If we think about modern industrial chemistry, things really took off around the 1940s as steam cracking, catalytic cracking, and the use of synthetic materials started to become widespread. The widespread availability of refined oil at low costs over the last 60 years created less of a need for refining chemicals from biomass, but crude oil is inherently finite in a human time scale. Over the last few decades we have seen the growth of green chemistry and engineering principles in academia and the chemical industry for numerous reasons, but one of them is the potential future scarcity of oil as a chemical feedstock. If you are reading this article, it is likely through the ACS Green Chemistry Institute and I won’t get into the specifics of green chemistry principles, but I will attempt to write about the utilization of biomass in industrially relevant specialty polymers and plastics.

Before we dive in, I think it’s worth a few sentences to explain who I am and why I am writing here.

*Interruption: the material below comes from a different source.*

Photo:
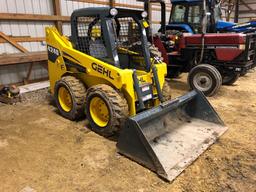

I’m a professional chemist with some amount of training in synthetic thermosetting polymers. My doctoral thesis was about utilizing biobased feedstocks to make epoxy resins and after graduate school I went straight to the chemical industry. I started a newsletter called The Polymerist after about four years of working in the industry to try and address some persistent issues I’ve seen in the chemical industry.

I’ve seen that there are bigger and deeper problems within the chemical industry that are beyond pure technical feasibility. We have an enormous amount of chemical talent out there in the form of chemists and chemical engineers, but industrially many of them are focused on cost cutting and efficiency projects. Getting from technical possibilities of new polymers made from biomass or renewable feedstocks to commercial viability is the largest hurdle to overcome in order to realize commercial success.

I have spent a significant amount of time during my tenure as an industrial chemist attempting to get lignin into phenolic resins and on paper it seems like a logical choice. Phenolic resins were the first synthetic polymer to be invented and are still used today in a myriad of applications including brake pads, grinding wheels, acoustic and residential insulation, refractory bricks, foundry crucibles, oilfield proppants, composites, and engineered wood. Whenever you stop a car it’s a phenolic resin holding the brake pad together and as the brake pads are worn down over time, its phenolic resin and other materials are released into the natural environment.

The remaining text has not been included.